On Dec. 31, the agency announced Reese was to be the EDC's top administrator.
King noted the CIC "sold off a ton of property" in recent years.
He was referring to the sale of many of its properties to Boston-based property management company Stag Capital Partners. The CIC sold 12 of the agency's 22 Fulton County buildings and properties - industrial and business park buildings - for $31.2 million.
Neither Reese, Bray nor Sciocchetti returned phone calls seeking comment Wednesday or this morning. But the EDC Wednesday issued a news release stating the bonuses were given because of CIC's deal with Stag.
"In accordance with the employment contracts, incentive-based compensation was awarded," the release said.

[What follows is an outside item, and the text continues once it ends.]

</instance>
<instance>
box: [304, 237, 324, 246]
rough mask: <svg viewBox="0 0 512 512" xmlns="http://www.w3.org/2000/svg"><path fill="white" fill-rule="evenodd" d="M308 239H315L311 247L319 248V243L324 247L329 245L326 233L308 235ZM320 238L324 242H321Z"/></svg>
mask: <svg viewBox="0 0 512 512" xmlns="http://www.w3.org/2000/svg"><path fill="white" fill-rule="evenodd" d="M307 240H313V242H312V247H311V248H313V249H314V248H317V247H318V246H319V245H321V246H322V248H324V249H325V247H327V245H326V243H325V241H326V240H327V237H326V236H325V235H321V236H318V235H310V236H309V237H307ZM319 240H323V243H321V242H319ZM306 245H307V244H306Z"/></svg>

EDC officials added, "In 1991, the EDC was struggling, along with its sister corporation Crossroads Incubator Corp. Together, the organizations were $41,000 in the red. We recognized the need to construct new, state-of-the-art facilities to attract the in-migration of new companies, and the expansion of existing businesses, which would bring job opportunities to our citizens. Crossroads Incubator Corporation, as a real estate holding and management company, was the entity to develop those facilities.
"In 1992, due to a weak balance sheet, and in order to attract and retain qualified and experienced people, we formulated an incentive-based compensation program which rewarded success," the release stated. "Through the 1990s, that team negotiated, structured financing, constructed, and managed over 1.2 million square feet of new facilities, valued at over $50 million on behalf of CIC in Fulton County. Through this period, the incentive compensation was accrued, so that excess dollars could be invested into new projects, as equity, to deliver competitive rental rates. As CIC matured, the contracted, accrued compensation began to be allocated to the employees."
"I was kind of shocked when I first heard it," Fulton County Board of Supervisors Chairman Greg Fagan said Wednesday of the bonuses.
Fulton County taxpayers annually contribute $75,000 to the EDC.
"How do you quantify that?" Fagan asked of the CIC's bonuses. "You don't know what it was for. Is it a performance thing? I don't know."
But Fagan noted the EDC has in the past and currently created many jobs for Fulton County the past two decades.
"I think we all should value what these people have done for the area," the county board chairman said.
Johnstown Mayor Sarah Slingerland said Wednesday her city contributes $15,000 to the EDC, largely for the Johnstown Industrial Park.
She said she's not sure of the "criteria" by which the CIC gave hefty bonuses to Bray and Sciocchetti, but her city had nothing to do with it.
"The city of Johnstown has never had any input into their professional business model," Slingerland said.